Mid-Season Crop Evaluation

It’s time for the mid-year review. What does your performance look like? As you evaluate your crop and review the management decisions you’ve made, here are a few things you might want to look for as you are out standing in your fields.

  1. Ear Counts vs Stand Counts
  2. Root Zone Issues
  3. Fertility
  4. Potash Levels
  5. Insects
  6. Pollination & Tip Fill


Ear Counts vs Stand Counts

Uniform emergence is critical to uniform ear size and placement.You fine-tuned your planter, and made every effort to establish a picket fence stand, but is that what you got?

The planting season and early spring weather made it difficult to establish optimal stands in 2017. Along with the difficult weather patterns, many growers were challenged with slug feeding and other factors that contributed to erratic stands. So, as you walk your fields, you likely will find some small ears or undeveloped ears that indicate uneven emergence or slug feeding early on. Your planter may have performed just fine, but you were overruled by other factors.

mid season crop

Root Zone Issues

Take a shovel along and look below the surface. Any sign of limited root growth can indicate tight or compacted soils. Limited root growth will also affect the plants ability to extract nutrients from the soil. Healthy roots are white and grow at a 45-degree angle. Twisted, kinky looking roots indicate tight soil. How deep are your roots penetrating? How deep was you seeding depth? Are your brace roots at or above the soil line? Ideally, you want your planting depth to be deep enough that the brace roots are expressed at the soil line, anchoring the plant and pulling up nutrients.


Look for symptoms of deficiency
Nitrogen – Summers like this where we have excessive rainfall events, put a lot of pressure on nitrogen management programs. Multiple applications of nitrogen timed to meet the demands of a maturing crop, prove very beneficial under these conditions. If you are not already using nitrogen stabilizers, consider using them in the future. Products like N-Ergize prevent the leaching and denitrification of the nitrate, enabling you to maximize yields.

We’re seeing quite a few locations where the crop has run short of nitrogen early in the grain-fill period, and this will have an impact on yield.

photo of crop

Potash Levels

Potash shortages continue to be a challenge across much of the Mid-Atlantic region. We’ve had excellent yields over the past 5 years or so, and many growers are removing more potash than they are re-applying, which depletes the soil bank of this very important nutrient. Test your soils and carefully evaluate your crop to keep potash levels in balance.

photo of midseason crop


Look for Japanese beetles, Corn Root worm beetles, Fall Army worm, Corn Ear worm, and stalk bore. A few quick things to look out for – Have the silks been pruned? If so, do you see any jap beetles or corn root worm beetles around? Did silk feeding affect pollination?

Even if you are using BT traits to control corn rootworms, most of those traits do not control the hatch of the corn rootworm beetles, which feed on silks and pollen. If you find multiple rootworm beetles per plant, you should consider using additional rootworm protection the following year in corn or rotate to another crop species. Also, if you have a heavy infestation of jap beetles, they will lay their eggs and become white grubs that feed on roots the following spring. So, mark those fields and take necessary precautions to protect the crop the next season.

Pollination & Tip Fill

Pollination issues can stem from multiple issues, such as insect feeding, excessive heat stress, excessive rain.

Pollination starts at the butt of the ear and extends out toward the tip. Sometimes you’ll see one end that has been affected, sometimes the whole ear. At times you will see long silks hanging off the ear, which indicates there was stress during the pollination window. Hot temperatures will retard the expression of pollen, while the silks will continue to grow around 1.5″ per day. Once pollination is completed, the silks will change color, and eventually turn brown and crispy. Here is a link that shows you how to determine when pollination is complete.
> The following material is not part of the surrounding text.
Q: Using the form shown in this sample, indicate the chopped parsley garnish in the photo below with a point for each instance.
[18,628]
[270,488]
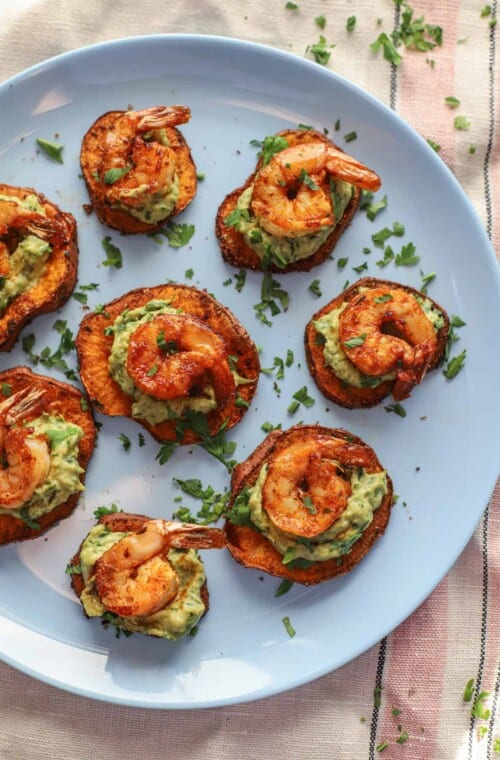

Tip fill can be influenced by multiple factors such as fertility, moisture stress, heat stress, etc. As the corn plant matures and fills the ear, the ear will pull all the nutrients possible to build yield. If the plant is unable to extract enough nutrients from the soil, it will cannibalize itself and pull all the nutrients that are stored in the leaves and stalk to support yield, but this comes with a penalty. You may see tip back, you may see reduced test weight, you may also experience more lodging issues if the stalk has been compromised.